Она повела плечами и неохотно или нерешительно села против него.
— Ну-с?
Фома наклонился к ней, протянул руку с жёлтыми ногтями, окрашенными политурой, и заговорил тихим голосом, мягко и ласково:
— Знаете, товарищ Лиза, я хочу сказать вам одно слово! — Он привстал, взмахнул рукой, указывая вперёд, и внушительно воскликнул: — До полного!
— Что такое? — спросила Лиза, улыбаясь.
— Я объясню: идёт пароход по реке тихо — тихим ходом, не зная фарватера, но вот дело выясняется. «Средний ход!» — кричит капитан в машину, а дальше, когда нет сомнений, что путь хорош, капитан командует: «До полного!»
Лиза недоуменно раскрыла глаза и молчала, покусывая губы мелкими белыми зубами.
— Не поняли? — спросил Фома, подвигаясь к ней.
— Н-нет! Кто это — капитан?
— Капитан? Вы! И я — мы оба капитаны своей жизни — вы и я! Нам принадлежит право командовать судьбой — так?
— Ну да, но — в чём же дело? — воскликнула девушка, смеясь.
Фома протянул к ней руки и повторил сорвавшимся голосом:
— До полного, товарищ! Вы знаете нас, меня и всех, — идите к нам, с нами до полного единения!
Лиза встала, ему показалось, что по лицу её прошла тень и стёрла румянец со щёк, погасила ясный блеск глаз.
— Не понимаю! — приподняв плечи, говорила она. — Это же само собою разумеется, — конечно, я с вами… если уж… Почему вы говорите это? В чём дело?

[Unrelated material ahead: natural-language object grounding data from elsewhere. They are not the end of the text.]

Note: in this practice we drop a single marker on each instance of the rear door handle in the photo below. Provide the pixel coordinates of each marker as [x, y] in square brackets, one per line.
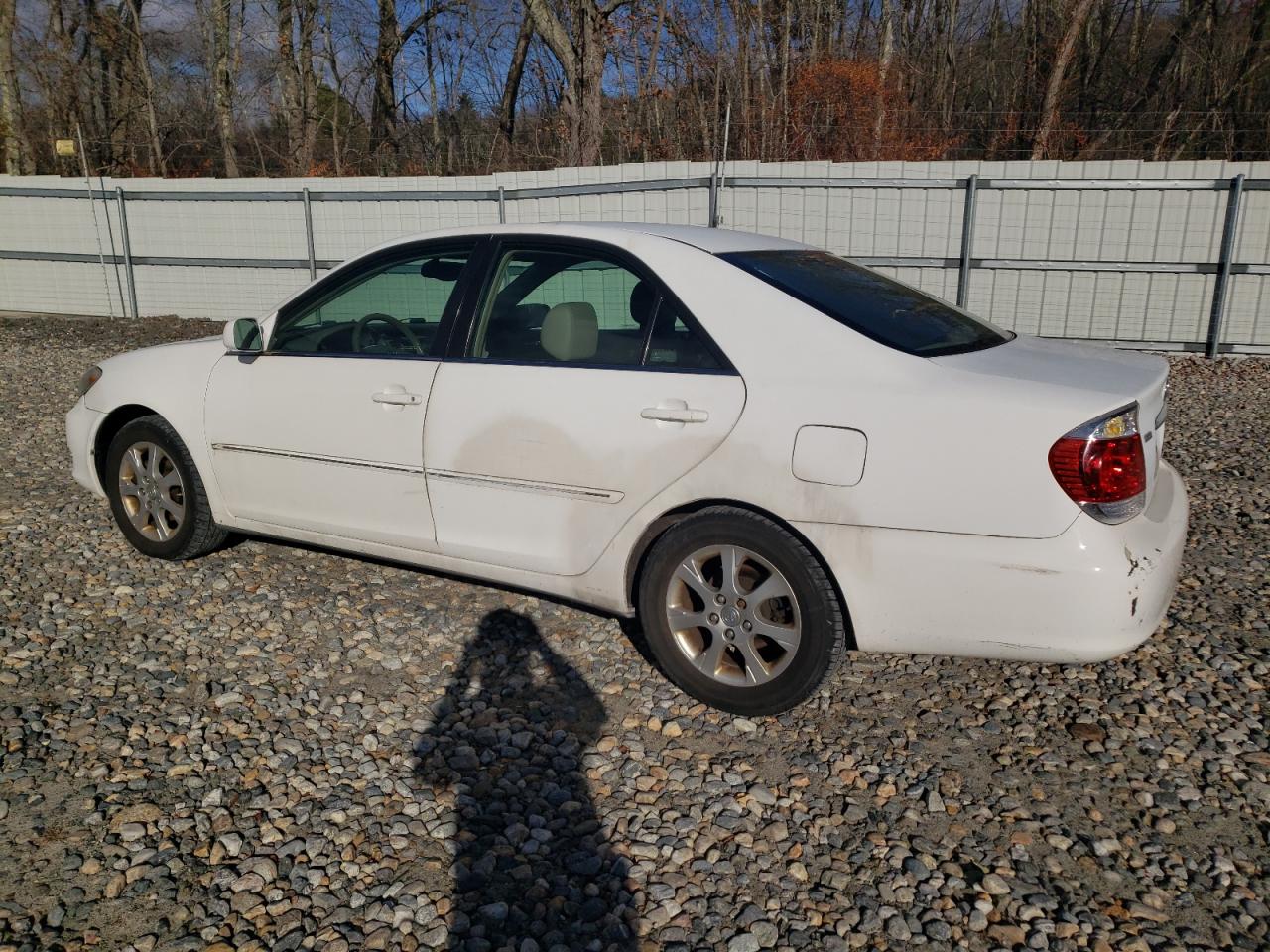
[397, 395]
[675, 414]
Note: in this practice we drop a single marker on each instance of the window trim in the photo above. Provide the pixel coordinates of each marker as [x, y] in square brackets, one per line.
[344, 278]
[499, 245]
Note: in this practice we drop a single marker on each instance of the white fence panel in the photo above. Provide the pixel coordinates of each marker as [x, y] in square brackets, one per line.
[1143, 239]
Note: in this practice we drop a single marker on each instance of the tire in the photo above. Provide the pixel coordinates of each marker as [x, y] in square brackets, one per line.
[717, 648]
[164, 513]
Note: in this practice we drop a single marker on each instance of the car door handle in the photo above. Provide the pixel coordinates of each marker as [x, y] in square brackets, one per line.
[399, 398]
[675, 414]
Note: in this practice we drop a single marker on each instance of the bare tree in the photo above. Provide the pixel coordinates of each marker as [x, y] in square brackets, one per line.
[298, 81]
[1078, 17]
[16, 154]
[220, 55]
[390, 40]
[580, 55]
[159, 163]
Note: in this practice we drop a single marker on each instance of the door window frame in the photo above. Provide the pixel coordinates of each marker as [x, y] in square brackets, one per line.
[483, 286]
[344, 278]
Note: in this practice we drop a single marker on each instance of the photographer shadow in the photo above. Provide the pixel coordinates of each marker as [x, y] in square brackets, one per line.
[531, 861]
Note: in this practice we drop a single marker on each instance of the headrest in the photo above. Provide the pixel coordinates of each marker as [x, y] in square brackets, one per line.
[571, 331]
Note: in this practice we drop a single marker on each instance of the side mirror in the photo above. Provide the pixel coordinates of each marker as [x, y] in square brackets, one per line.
[243, 336]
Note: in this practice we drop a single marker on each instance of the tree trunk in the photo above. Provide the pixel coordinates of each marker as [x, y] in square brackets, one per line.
[885, 50]
[1057, 72]
[222, 84]
[590, 128]
[148, 84]
[17, 160]
[308, 86]
[384, 128]
[289, 84]
[515, 73]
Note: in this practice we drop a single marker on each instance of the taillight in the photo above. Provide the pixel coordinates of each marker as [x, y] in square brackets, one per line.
[1102, 467]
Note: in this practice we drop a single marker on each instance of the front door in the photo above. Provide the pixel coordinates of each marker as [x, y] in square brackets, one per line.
[324, 430]
[581, 391]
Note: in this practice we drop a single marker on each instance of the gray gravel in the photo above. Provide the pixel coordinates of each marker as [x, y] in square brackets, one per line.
[276, 748]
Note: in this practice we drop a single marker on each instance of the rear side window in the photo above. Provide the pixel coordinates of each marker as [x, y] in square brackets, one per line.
[879, 307]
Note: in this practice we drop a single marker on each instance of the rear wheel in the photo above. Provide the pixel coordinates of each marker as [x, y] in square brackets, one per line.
[157, 494]
[738, 612]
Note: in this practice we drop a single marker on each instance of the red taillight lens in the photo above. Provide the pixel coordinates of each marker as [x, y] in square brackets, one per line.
[1102, 466]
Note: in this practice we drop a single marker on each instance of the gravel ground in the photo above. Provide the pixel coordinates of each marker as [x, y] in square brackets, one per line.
[277, 748]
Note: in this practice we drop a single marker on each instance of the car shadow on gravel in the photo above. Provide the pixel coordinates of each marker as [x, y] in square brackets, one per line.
[530, 857]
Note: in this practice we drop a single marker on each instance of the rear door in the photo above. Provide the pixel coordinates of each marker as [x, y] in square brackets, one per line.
[579, 390]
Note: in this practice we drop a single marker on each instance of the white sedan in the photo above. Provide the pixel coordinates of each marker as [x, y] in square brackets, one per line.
[766, 452]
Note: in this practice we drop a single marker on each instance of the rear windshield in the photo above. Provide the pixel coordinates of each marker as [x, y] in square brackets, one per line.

Фома схватил её руки жёсткими ладонями и, потрясая их, почти кричал:
— Само собой разумеется! Чудесно, товарищ! Я так и знал… Конечно, вы — вы пойдёте!
— Куда? — тревожно спросила она, выдёргивая свои пальцы. — Вы не кричите, я же не одна живу… Куда идти?
Её голос звучал сердито и немного возмущённо, — Фома услыхал это и торопливо объяснил:
— Замуж за меня, я предлагаю! До полного уж! Знаете, что это будет, — наша жизнь, товарищ? Какой будет праздник…
Стоя перед нею, чертя и рассекая воздух руками, он стал рисовать давно одуманные картины совместной жизни, работы, картины жизни в ссылке, говорил и всё понижал голос, ибо ему казалось, что Лиза словно тает, становится тоньше, ниже и отодвигается от него.
— Господи, какая глупость! — услыхал он подавленный, обиженный возглас. — Какая пошлость!
Фоме показалось, что кто-то незаметно подскочил к нему и закрыл ему рот так крепко, что в груди сразу остановилось сердце и стало невозможно дышать.
— Как вам не стыдно, Фома! — слышал он возмущённый, тихий голос. — Это же — ужасно, слушайте! Это — глупо, — неужели вы не понимаете? Ой, как нехорошо, как нехорошо!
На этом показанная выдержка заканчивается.